I have felt probably too many of those things in connection to The Hunger Games to be considered a healthy and functional human being. But a few people (like, a couple million or so) have seen Catching Fire in the last week, so I figure now is as good a time as any to tell you a few ways in which the series is awesome.
1) Plot Line
For the eight people left on the planet who haven’t read the books/seen the movies/googled the plot out of sheer curiosity, let me fill you in. In the futuristic dystopian society of Panem, twelve Districts serve to power, clothe, feed, and entertain the people of the Capitol. The people of the Districts live in poverty, while the people of the Capitol live in utter excess. Every year a boy and a girl, aged anywhere from 12-18, are chosen from each of the Districts to compete in the Hunger Games: a nationally broadcasted, spectacularly orchestrated fight to the death. The winner of the Hunger Games brings food and other necessities back to their home District, thus encouraging support for the “tributes” from the starving Districts.
So the concept alone is crazy. Kids are killing each other on TV, and the people of the Capitol are treating the whole thing like it’s the season finale of The Bachelorette or something. But then there are the details, the blow-by-blow descriptions from Katniss, the series’ narrator, about where her life goes after she volunteers for the Games to save her younger sister. Every chapter– and I mean every chapter– ends with someone’s life hanging in the balance, some terrifying new obstacle coming to life in the arena, some horrific piece of news about Katniss’ friends and family. And yes, it is always horrific news.

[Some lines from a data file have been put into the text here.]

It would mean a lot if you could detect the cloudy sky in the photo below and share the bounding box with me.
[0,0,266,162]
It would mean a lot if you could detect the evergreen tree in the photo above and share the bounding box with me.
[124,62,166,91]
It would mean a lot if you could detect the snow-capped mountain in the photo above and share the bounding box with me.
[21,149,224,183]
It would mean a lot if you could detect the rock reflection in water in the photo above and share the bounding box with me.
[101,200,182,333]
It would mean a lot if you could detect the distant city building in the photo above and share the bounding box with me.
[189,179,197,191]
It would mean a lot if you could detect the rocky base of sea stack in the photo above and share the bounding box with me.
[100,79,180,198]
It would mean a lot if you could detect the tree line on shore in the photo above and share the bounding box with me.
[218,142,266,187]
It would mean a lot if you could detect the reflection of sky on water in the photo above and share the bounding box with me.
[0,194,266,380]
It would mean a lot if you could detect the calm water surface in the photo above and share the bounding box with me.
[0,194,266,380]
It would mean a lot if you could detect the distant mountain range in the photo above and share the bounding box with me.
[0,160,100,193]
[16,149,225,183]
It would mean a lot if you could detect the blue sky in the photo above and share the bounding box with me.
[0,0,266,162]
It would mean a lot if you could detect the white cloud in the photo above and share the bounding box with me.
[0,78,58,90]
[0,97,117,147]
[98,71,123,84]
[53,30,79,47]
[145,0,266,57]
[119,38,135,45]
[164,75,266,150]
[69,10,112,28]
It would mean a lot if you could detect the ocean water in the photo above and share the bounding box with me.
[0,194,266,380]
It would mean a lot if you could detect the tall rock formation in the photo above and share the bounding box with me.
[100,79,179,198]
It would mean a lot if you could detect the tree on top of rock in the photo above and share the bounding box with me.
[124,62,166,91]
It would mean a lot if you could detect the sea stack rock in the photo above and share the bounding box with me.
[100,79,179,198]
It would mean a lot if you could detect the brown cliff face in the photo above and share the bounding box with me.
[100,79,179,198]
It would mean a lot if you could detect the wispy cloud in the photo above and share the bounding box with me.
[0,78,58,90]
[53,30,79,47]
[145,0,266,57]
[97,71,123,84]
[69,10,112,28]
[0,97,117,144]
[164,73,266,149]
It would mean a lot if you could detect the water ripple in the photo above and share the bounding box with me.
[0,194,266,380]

It’s not a happy story by any means. About halfway through Catching Fire, the reader comes to a realization: Katniss is screwed. There are exactly zero ways for this to end well. The politics, the danger, the characters… they’re so vivid it’s almost painful. Katniss somehow becomes a centerpiece for an entire revolution, all because she didn’t want her sister to die and her self-preservation instincts made her look really good on TV. The dread you feel for Katniss and the people of Panem is real. Distract-you-from-your-homework, keep-you-up-at-night, make-it-difficult-to-talk-about-anything-but-the-books real. “Addictive” is something of an understatement.
2) Token YA Love Triangle
Peeta loves Katniss. Gale also loves Katniss. Katniss is kind of like ugh I just want to save my family and get out of here, but gives in to loving both of them at different times when she’s not too busy fighting state-of-the-art killing machines and stuff.

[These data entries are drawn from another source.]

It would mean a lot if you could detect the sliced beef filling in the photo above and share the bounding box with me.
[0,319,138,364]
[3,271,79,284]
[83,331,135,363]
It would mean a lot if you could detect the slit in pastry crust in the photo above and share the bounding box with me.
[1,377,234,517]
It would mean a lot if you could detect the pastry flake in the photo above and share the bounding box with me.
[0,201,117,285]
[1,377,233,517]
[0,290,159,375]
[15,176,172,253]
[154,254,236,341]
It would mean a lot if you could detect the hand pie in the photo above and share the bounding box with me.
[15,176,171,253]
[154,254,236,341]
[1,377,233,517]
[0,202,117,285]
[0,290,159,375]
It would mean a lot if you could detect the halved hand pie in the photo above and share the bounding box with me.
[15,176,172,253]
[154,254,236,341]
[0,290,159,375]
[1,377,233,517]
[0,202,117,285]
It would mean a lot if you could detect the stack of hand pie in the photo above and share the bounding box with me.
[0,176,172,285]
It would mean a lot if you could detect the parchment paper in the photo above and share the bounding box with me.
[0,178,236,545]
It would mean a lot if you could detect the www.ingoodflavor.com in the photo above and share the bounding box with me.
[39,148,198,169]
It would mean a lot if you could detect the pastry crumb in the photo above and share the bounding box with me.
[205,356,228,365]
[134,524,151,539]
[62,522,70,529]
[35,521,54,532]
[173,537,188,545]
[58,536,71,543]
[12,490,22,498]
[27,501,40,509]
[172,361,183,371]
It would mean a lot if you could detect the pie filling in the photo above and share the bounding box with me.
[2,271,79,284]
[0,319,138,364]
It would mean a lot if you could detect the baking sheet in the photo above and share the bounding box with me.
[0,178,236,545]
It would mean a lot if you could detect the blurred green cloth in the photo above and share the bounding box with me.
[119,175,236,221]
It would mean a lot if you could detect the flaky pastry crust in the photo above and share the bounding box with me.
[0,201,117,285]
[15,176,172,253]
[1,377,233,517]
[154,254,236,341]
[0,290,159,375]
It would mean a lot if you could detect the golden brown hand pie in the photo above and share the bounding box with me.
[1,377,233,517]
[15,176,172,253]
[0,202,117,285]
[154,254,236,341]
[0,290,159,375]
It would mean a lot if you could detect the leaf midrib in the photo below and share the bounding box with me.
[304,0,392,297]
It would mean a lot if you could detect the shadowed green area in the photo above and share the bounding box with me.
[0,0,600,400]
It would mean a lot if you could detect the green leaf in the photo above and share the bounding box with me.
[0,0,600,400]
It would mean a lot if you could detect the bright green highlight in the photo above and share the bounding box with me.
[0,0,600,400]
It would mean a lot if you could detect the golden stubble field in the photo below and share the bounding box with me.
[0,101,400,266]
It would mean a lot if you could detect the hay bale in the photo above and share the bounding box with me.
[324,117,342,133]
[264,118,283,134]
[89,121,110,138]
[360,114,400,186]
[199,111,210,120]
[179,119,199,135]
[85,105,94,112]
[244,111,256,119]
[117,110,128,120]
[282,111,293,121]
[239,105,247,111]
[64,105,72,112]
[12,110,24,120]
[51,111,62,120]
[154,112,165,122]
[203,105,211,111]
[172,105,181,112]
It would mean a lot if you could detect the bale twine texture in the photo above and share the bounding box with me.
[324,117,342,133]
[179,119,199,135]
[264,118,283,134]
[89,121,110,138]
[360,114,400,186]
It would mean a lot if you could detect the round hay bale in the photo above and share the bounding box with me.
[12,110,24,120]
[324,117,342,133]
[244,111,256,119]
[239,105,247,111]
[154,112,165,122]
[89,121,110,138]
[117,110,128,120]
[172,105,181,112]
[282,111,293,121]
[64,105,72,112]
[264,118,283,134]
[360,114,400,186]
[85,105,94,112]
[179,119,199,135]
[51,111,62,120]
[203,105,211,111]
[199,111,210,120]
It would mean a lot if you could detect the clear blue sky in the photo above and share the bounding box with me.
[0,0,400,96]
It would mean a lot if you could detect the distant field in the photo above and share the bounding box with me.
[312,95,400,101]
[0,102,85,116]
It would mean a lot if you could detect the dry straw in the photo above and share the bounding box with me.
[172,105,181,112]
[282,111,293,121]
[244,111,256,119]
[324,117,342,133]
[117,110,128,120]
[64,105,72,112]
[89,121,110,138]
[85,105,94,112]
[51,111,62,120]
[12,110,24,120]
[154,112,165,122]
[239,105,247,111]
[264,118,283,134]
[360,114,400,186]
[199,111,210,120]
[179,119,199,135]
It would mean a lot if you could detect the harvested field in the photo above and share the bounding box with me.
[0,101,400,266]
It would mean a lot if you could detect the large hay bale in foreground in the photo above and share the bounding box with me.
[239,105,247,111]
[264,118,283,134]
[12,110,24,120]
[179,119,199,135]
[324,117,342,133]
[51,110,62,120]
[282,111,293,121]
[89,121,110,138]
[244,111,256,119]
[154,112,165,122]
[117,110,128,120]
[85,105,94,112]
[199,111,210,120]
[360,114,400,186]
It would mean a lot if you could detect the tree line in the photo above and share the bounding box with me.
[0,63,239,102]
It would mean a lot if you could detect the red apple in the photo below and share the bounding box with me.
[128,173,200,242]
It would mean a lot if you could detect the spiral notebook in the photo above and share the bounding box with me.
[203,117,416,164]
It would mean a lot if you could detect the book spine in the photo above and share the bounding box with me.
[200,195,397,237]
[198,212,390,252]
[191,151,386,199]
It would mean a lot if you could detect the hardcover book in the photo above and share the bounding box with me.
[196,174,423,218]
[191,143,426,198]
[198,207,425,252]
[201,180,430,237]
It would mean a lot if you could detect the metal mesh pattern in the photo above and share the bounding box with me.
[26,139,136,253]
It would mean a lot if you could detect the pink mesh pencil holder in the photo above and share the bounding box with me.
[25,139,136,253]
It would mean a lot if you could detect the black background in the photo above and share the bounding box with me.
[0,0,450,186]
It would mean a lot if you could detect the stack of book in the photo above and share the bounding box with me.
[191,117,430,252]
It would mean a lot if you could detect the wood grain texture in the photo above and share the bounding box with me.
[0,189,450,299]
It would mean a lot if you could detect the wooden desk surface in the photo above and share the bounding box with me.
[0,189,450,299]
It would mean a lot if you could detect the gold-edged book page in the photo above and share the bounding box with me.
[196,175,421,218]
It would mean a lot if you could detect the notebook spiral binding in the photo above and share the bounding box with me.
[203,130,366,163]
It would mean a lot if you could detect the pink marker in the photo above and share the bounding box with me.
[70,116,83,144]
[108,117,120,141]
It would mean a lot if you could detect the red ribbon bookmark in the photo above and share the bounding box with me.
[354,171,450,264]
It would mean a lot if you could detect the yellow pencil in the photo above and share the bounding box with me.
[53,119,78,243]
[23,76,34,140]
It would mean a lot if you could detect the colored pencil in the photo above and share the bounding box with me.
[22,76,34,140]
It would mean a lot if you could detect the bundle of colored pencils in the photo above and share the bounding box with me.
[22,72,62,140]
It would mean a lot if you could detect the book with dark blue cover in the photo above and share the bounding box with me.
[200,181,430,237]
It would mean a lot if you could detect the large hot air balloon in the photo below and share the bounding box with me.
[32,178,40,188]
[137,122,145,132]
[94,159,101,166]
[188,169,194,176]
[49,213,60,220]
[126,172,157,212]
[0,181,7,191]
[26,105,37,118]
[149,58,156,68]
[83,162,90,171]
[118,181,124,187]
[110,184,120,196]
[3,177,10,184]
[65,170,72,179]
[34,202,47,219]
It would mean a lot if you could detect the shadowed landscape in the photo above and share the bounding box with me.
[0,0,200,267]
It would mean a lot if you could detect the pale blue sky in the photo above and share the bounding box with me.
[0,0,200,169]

Though many people (and by many people, I mean Julie and my mom) report the love triangle to be their least favorite aspect of The Hunger Games, I enjoyed the crap out of it, and the vast majority of pre-teen girls would support me on this one. If the government-versus-people thing isn’t enough to get your blood pumping, the love scenes scattered throughout the series will get you through. (Though 50-60% of them are probably faked for President Snow’s cameras– it’s just so hard to separate reality from fantasy in the arena, you know?)

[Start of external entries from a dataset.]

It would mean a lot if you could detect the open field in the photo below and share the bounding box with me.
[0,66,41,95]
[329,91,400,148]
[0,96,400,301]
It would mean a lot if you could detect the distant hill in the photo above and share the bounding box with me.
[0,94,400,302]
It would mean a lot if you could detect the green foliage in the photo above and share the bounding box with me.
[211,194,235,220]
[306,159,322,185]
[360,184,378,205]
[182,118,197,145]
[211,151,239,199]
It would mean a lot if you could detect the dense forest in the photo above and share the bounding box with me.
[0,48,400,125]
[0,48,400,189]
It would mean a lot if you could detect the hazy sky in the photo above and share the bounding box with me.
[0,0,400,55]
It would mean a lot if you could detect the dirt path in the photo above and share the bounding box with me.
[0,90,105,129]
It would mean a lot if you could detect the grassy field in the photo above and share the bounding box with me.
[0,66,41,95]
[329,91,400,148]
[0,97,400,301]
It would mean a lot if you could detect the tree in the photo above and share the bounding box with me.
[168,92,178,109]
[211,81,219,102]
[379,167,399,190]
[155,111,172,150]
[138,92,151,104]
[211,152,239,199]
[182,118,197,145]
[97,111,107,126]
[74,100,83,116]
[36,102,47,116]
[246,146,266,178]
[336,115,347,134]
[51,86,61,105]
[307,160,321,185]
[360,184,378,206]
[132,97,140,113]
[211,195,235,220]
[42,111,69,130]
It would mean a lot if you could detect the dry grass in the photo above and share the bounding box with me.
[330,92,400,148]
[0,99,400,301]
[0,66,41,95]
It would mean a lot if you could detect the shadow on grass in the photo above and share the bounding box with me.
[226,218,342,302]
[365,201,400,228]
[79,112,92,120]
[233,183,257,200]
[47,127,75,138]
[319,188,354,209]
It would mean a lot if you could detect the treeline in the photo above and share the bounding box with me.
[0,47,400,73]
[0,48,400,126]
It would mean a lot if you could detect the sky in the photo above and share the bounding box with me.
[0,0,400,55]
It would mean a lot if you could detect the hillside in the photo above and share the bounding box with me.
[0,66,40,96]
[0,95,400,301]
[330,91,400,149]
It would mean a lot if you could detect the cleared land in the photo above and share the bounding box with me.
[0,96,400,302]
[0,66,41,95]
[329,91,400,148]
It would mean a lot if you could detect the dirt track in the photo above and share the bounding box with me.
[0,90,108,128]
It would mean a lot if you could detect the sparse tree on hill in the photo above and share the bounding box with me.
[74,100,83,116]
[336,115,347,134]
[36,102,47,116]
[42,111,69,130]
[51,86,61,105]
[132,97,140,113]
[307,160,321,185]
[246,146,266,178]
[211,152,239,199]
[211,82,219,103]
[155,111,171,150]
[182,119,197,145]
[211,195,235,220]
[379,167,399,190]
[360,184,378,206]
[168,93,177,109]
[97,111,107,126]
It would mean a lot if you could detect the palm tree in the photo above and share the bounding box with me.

In addition to these wonderfully convoluted plot lines, the series’ sexual tensions bring us some of the best couple-nicknames since Bennifer and Brangelina:
Peeniss! KatPee! Kale! Gatniss!
Ah, young love.
3) Social Commentary
But more than the cliffhangers, more than the love triangle, even more than the totally badass nature of Katniss herself, there is the importance of what Suzanne Collins is actually trying to say here. The people of the Capitol have everything, or so it seems: food, clothing, homes, gadgets. They fret over clothing trends and party lists and gossip about the Games while the people in the Districts live in constant fear of having to watch their children be slaughtered on national television. It can be a commentary on how a government can use fear to manipulate its people. How humanity treats enemies in times of war. How superficiality and greed can corrupt a society. How economic division can lead to revolution. How “reality” TV can warp the truth so radically that we aren’t even be able recognize it anymore.
This is a real ad, recently released by CoverGirl. The mysterious voice counting down in the background alludes to the countdown that happens before the Games– a countdown to when the young tributes are allowed to start killing each other. The styles in the ad look similar to those showcased in Panem’s Capitol– the ultimate symbol of greed and excess in the books. And these styles are being used to make as much money as possible, here, in real life. It makes you think.
So The Hunger Games offers more than just a story about a girl who wears her hair in a braid while she fights for her life and the people she loves, though it is one hell of a story. It’s romance in wartime. It’s a layered criticism of contemporary society. It’s an excuse to watch Jennifer Lawrence interviews on YouTube for hours on end. And it’s a whole lot better for you than crack cocaine.